The true Inciting Event of this story is obviously the birth and bonding of the dragon, which happens in the first chapter. But the First Act still needs a solid turning point to engage the protagonist with the main conflict, which is not so much his relationship with the dragon as it is his new career as an aviator.

First Plot Point: When the Aerial Corps try to take Temeraire away from Laurence and bond him instead to a trained aviator, Temeraire rejects the idea. Laurence rushes back to him and chooses to leave the Navy and join the Corps rather than abandon Temeraire. Whereas he was only dabbling in the adventure world up to this point, here he firmly and decisively enters it.

First Pinch Point: Laurence and Temeraire arrive at the “covert” dragon base in Scotland—where Laurence is immediately greeted with coldness by most of the other aviators, who see him as an outsider. This obviously turns the plot and does a nice job of keeping the conflict high, but the pinch here isn’t one that has any lasting significance or insight into the overall conflict (since the aviators’ coldness is relatively easily overcome).

On a subtler note, we have Temeraire doubting he’s a “real” dragon, since he doesn’t look like the others. That does play better into the long-range view of the story, since Temeraire’s unique breed turns out to be an important part of the story.

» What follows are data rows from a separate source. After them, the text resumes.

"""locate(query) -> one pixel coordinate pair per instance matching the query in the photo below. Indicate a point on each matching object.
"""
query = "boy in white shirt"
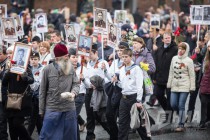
(94, 67)
(131, 82)
(80, 98)
(112, 106)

Midpoint: Laurence and Temeraire enter their first real action when they are sent to rescue another dragon wounded in battle. This is where they shift from being reactive to their new roles in the Aerial Corps (and indeed the world) and start taking a decidedly active and effective role in the overall conflict of the war with Napoleon.

Second Pinch Point: News comes that the French are trapped at Cadiz, and the Corps—including Laurence and Temeraire—move out. They meet the Frenchman Choiseul and his dragon, who have deserted from Austria. As a whole, this novel is very well structured. But this is the noticeable weak point. Choiseul’s presence and effect on the plot are the crucial elements in the Third Plot Point—and yet they have only just been introduced here, well past the halfway mark in the story. Something this crucial will always be better off introduced in the First Act or at least the first half. (The timing, however, is obviously very good.)

Third Plot Point: Choiseul reveals himself to be a traitor—sent by Napoleon to reclaim Temeraire. Although certainly functional, this isn’t a tremendously effective Third Plot Point, both for the reason that Choiseul has only just been introduced and also because Choiseul’s plan utterly fails and the characters’ “low moment” is entirely due to their feelings of personal betrayal by this character in whom readers have very little investment.

Climax: Napoleon begins an aerial invasion of England—and Laurence, Temeraire, and all the Corps must engage in battle to stop him.

Climactic Moment: Temeraire discovers he has a sonic roar, which he uses to crack up Napoleon’s personal ship and force him into retreat.

Resolution: Laurence and the rest of the Corps attend a celebratory ball. Laurence then learns Temeraire is the rarest of all dragon breeds: an Oriental Celestial.